Manter-se altivo na mesa de negociação e preservar a fatia de mercado internacional requer cuidar antes do próprio umbigo
Donald Trump e Luiz Inácio Lula da Silva | Foto: Montagem Revista Oeste/Reuters/Carlos Barria/Ricardo Stuckert/PR/IA
Duas máximas precisam ser entendidas pelo governo Lula nas relações que pretende ter — porque precisará ter — com a volta triunfal de Donald Trump à Casa Branca. A primeira é que nações não têm amigos, nações têm interesses. É uma lógica da diplomacia internacional que não cede a apelos do vitimismo woke ou do progressismo inepto. Ninguém que leva a sério o mundo terá tempo para isso a partir de agora. E a segunda é que o presidente americano é eleito para defender os interesses dos americanos. Por mais elementar que isso seja, acredite, no Brasil de Lula, o óbvio precisa ser dito, porque o lulopetismo tergiversa em defender o nosso maior ativo nacional, o agronegócio brasileiro técnico, moderno, eficiente e que alimenta 1 bilhão de pessoas no mundo,
Nosso maior ativo nacional, o agronegócio brasileiro técnico, moderno, eficiente e que alimenta 1 bilhão de pessoas no mundo | Foto: Shutterstock
Tudo isso posto, a pergunta que requer resposta é como serão as relações do Brasil com os Estados Unidos diante de um presidente americano que é um negociador nato, ousado e que está no auge de sua popularidade e poder. Donald Trump se tornou o 47º presidente dos Estados Unidos ganhando no voto popular, em todos os estadospêndulo, consequentemente no número de delegados, e fez a maioria nas duas Casas do Congresso.

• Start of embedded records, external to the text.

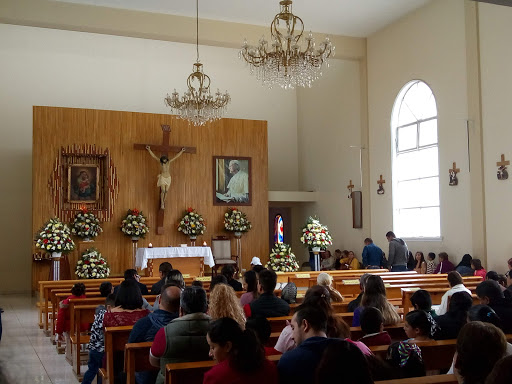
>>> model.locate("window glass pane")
[396,207,441,237]
[393,147,439,181]
[413,147,439,177]
[397,103,418,127]
[392,80,441,237]
[395,177,439,208]
[420,119,437,147]
[398,124,418,152]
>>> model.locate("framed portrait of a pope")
[213,156,252,205]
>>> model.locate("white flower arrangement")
[178,208,206,236]
[224,208,252,232]
[121,209,149,238]
[71,208,103,237]
[35,218,75,253]
[75,248,110,279]
[265,243,299,272]
[300,216,332,249]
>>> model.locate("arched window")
[274,215,284,244]
[391,80,441,238]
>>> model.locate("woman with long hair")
[208,284,246,329]
[165,269,185,289]
[455,253,475,276]
[274,285,371,355]
[414,251,427,274]
[240,270,258,307]
[103,279,149,383]
[434,292,473,340]
[471,259,487,279]
[352,275,400,327]
[203,318,279,384]
[316,272,343,303]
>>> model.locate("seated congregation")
[43,255,512,384]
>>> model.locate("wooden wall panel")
[32,106,268,286]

Além de ter seis dos noves juízes da Suprema Corte com orientação conservadora e estrito senso de respeito pela legalidade, institucionalidade e separação dos Poderes, o que significa dizer que Trump não sofrerá com ativismos judiciais que lhe ceifem o poder.
Comparativamente, Lula vive sua decadência política interna e externa. No mundo, não tem mais nenhum palco relevante. Dentro do país, pesquisas de opinião que mostram a popularidade do presidente ladeira abaixo só confirmam os fatos. Lula 3 é um presidente de arcondicionado, de cercadinhos protegidos e rodeados por áulicos que lhe afagam com inabalável profissão de fé, dentro e fora do Palácio do Planalto, porque bem remunerados. Desconectado da realidade, com ideias do século passado, seu governo é politicamente fraco e uma tragédia fiscal. Em condições normais de temperatura e pressão, estaria sob o risco de um impeachment.
Sustentado politicamente apenas pela absurda parceria com o STF e, ocasionalmente, por acordões com enormes cifras de emendas parlamentares, mantém-se no poder. Incapaz de fazer uma gestão austera e competente, o que gera insegurança jurídica, afasta investimentos e pressiona a inflação. Os números do desemprego teoricamente baixos, que lhe dariam algum fôlego de imagem, são questionáveis, seja pela exclusão de beneficiados de programas sociais — que recebem subvenção estatal, não renda advinda de trabalho —, seja pelas recentes manifestações de técnicos do IBGE que têm se oposto publicamente aos métodos de Marcio Pochmann, o homem do presidente na presidência do principal instituto nacional de estatísticas, as mesmas em que o mundo precisará confiar.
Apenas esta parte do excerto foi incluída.